Nur schon der Versuch, Igor Levit als Künstler und als Mensch begreifen zu wollen, grenzt an Tollkühnheit. Das war auch Regina Schilling klar, als sie sich über ihn schlau machte, nachdem sie gefragt wurde, ob sie eine Film-Dokumentation über diesen Igor Levit drehen wolle.

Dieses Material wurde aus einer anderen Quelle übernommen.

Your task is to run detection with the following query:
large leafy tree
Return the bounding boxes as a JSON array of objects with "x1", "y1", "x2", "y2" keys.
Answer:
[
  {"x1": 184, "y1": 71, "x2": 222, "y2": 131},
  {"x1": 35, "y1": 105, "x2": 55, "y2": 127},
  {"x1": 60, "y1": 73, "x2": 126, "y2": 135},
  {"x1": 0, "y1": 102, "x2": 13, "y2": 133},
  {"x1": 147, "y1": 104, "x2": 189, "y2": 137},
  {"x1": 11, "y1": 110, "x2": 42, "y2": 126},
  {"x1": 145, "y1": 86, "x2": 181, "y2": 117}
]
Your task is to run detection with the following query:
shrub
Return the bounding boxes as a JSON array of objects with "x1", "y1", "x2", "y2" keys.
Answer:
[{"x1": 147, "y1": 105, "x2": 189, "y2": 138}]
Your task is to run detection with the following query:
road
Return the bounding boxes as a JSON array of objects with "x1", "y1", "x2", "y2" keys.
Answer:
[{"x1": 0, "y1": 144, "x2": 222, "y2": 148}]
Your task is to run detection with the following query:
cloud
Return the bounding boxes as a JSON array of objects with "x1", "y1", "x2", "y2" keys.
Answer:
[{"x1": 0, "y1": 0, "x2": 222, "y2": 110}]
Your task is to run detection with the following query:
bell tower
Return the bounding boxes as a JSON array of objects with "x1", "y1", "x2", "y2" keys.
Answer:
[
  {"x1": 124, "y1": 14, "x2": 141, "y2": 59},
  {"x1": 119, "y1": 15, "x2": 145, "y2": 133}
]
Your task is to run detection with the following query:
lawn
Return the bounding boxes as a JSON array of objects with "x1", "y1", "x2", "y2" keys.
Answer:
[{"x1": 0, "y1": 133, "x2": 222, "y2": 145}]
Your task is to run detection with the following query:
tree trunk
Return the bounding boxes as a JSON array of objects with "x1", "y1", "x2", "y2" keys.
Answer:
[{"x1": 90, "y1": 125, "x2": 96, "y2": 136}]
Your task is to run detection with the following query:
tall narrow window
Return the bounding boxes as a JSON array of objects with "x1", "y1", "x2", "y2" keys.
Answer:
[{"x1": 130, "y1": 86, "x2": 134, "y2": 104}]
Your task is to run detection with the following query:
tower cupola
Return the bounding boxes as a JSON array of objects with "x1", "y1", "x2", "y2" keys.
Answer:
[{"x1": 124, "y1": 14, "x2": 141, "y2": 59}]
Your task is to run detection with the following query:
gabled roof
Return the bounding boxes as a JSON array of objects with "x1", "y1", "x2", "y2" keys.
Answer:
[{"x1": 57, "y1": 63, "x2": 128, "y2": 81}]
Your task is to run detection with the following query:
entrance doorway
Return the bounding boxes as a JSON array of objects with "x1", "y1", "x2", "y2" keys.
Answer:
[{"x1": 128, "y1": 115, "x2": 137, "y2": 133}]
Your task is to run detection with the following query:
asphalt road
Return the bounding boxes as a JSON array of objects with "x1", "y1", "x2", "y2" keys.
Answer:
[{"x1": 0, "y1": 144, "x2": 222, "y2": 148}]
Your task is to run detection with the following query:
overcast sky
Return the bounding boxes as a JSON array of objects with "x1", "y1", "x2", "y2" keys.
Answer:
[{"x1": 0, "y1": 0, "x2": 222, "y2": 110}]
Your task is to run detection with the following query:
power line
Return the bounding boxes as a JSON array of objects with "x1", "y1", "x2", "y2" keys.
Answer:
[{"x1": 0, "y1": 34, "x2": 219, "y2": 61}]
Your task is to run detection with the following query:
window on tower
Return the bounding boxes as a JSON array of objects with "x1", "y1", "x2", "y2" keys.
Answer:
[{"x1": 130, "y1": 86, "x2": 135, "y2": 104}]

«Das kam für mich ganz überraschend», sagt Schilling, die für ihre Dokumentarfilme bereits etliche Preise bekommen hat. «Ich bin keine Spezialistin für klassische Musik und bin vor meiner Zusage erst einmal in ein Konzert von Igor Levit gegangen. Da war’s um mich geschehen … Wenn er spielt, verwandelt er sich in eine alte Seele. Das hat mich total fasziniert. Von Anfang an. Da ist einerseits dieses physische Spiel und andererseits die Neugierde: Ich wollte das Geheimnis ergründen, was ich natürlich letztendlich nicht geschafft habe. Das kann man gar nicht … Aber es war der Auslöser für diesen Film.»
Künstler in der Krise
Beobachterin wollte sie sein, «the fly on the wall», wie sie es nennt, die Fliege an der Wand, die kaum auffällt und trotzdem alles im Blick hat. Im Februar 2019 hat Schilling Igor Levit zum ersten Gespräch getroffen. Sie wollte ihn etwa ein Jahr lang begleiten an verschiedene Gastspiele, an Proben und an Einspielungen der Beethoven-Sonaten, an denen Levit gerade intensiv arbeitete. Als Krönung war ein Konzert in der New Yorker Carnegie-Hall vorgesehen, wo er das erste Mal alleine als Solist auftreten sollte.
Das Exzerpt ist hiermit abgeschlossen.